Lakhdar, le narrateur de Rue des voleurs, est, lui aussi, ”excentré” par rapport aux révolutions arabes. J’aurais pu choisir un personnage syrien ou tunisien, qui aurait participé aux événements qu’il décrit - mais je préférais la position de l’étranger, de l’observateur. Lakhdar a grandi à Tanger, mais en banlieue, autant dire n’importe où. Il s’est construit en lisant des romans étrangers. Il est mixte, c’est un jeune homme en formation, dont l’identité est elle aussi en mouvement. Ce qui m’a poussé à me mettre dans la peau de Lakhdar, c’est cette complexité du monde d’aujourd’hui, la diversité de ces cultures qui se mélangent. Montrer qu’il existe des points communs entre les aspirations des jeunesses catalane et marocaine, par exemple. Que le destin de l’Europe est aujourd’hui inséparable du destin du monde arabe; qu’ils se mélangent. La guerre, le terrorisme, la violence politique sont des thèmes qui me touchent particulièrement. Rue des voleurs reprend beaucoup de ces thèmes, mais dans un autre contexte géographique et surtout une autre temporalité: c’est la première fois que je ”suis” pour ainsi dire l’actualité.

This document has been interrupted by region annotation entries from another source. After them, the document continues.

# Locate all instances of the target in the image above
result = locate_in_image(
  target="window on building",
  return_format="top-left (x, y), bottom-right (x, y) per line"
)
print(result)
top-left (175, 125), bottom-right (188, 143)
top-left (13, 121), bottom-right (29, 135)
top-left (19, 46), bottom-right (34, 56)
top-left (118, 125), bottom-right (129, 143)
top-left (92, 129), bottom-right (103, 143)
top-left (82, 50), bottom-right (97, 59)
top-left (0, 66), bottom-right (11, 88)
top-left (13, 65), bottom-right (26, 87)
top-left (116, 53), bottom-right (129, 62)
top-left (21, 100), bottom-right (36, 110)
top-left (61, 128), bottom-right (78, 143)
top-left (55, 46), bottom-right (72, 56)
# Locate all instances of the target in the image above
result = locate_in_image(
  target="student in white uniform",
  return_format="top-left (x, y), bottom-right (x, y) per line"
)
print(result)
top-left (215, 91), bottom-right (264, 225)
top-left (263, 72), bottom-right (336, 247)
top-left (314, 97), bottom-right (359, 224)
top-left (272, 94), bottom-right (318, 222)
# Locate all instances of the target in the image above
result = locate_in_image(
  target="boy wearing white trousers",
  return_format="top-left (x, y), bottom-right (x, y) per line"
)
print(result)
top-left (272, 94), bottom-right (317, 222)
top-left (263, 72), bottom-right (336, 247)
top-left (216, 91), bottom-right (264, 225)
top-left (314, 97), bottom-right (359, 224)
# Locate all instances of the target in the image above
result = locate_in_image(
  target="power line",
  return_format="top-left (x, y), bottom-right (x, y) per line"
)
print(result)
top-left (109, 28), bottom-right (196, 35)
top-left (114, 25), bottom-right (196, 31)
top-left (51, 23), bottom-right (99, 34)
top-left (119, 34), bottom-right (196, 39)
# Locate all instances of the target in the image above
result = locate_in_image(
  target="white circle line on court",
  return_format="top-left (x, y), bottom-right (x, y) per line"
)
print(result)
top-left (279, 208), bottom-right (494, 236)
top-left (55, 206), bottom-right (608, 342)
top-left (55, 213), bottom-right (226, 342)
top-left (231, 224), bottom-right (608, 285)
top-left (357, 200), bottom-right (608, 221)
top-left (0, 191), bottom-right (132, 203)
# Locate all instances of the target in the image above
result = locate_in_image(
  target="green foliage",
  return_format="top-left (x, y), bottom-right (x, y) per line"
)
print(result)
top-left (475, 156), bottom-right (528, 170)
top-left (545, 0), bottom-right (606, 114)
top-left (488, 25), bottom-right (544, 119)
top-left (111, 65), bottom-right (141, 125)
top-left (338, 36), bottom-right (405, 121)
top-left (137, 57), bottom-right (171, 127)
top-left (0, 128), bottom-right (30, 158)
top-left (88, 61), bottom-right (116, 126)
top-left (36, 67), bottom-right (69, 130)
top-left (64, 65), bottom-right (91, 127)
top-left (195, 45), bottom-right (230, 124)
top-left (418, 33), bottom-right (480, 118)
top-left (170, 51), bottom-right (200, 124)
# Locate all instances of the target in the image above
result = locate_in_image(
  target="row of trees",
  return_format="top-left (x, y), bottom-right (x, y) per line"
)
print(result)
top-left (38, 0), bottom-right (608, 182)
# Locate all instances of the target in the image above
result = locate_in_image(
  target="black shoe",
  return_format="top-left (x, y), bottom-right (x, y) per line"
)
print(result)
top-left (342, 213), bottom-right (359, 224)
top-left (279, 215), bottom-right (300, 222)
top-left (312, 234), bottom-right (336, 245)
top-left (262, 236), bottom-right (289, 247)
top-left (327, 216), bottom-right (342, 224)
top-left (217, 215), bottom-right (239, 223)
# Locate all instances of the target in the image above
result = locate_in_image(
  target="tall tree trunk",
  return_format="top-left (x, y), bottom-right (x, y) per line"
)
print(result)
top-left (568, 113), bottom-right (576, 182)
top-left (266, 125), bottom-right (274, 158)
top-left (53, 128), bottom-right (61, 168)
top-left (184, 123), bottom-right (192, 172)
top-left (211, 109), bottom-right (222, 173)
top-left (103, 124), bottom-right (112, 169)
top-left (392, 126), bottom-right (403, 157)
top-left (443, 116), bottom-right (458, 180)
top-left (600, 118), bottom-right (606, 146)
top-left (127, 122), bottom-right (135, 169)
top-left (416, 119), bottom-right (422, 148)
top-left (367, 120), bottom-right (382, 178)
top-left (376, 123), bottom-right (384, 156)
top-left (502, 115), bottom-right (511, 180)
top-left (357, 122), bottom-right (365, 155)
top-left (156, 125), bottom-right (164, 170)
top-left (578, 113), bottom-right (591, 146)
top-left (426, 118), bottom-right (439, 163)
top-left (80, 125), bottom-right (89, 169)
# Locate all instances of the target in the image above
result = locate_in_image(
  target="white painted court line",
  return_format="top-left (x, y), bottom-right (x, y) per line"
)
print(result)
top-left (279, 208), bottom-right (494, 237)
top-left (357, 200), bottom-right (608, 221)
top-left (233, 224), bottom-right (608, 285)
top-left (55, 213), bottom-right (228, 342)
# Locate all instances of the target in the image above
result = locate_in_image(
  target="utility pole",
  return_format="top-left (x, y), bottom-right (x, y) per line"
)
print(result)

- Il est d’un style différent de vos précédents livres, plus classique.
Rue des voleurs est un roman d’aventures, un récit de voyage, un polar. C’est un hommage au roman populaire, à la littérature ”de gare” que lit Lakhdar. Chacun de mes livres essaie d’inventer une forme qui fabrique le roman autant que les personnages; dans Zone, une phrase interminable se perd dans les recoins de l’histoire violente de la Méditerranée. Dans Rue des voleurs, le récit très rythmé à la première personne fabrique le mouvement, le déplacement, met en route le voyage. La dimension ”épique” est remplacée par la trajectoire géographique, de Tanger à Barcelone.
- On peut vous considérer comme un écrivain du désenchantement. Mais aussi, paradoxalement, comme l’avocat d’un ”humanisme arabe” ?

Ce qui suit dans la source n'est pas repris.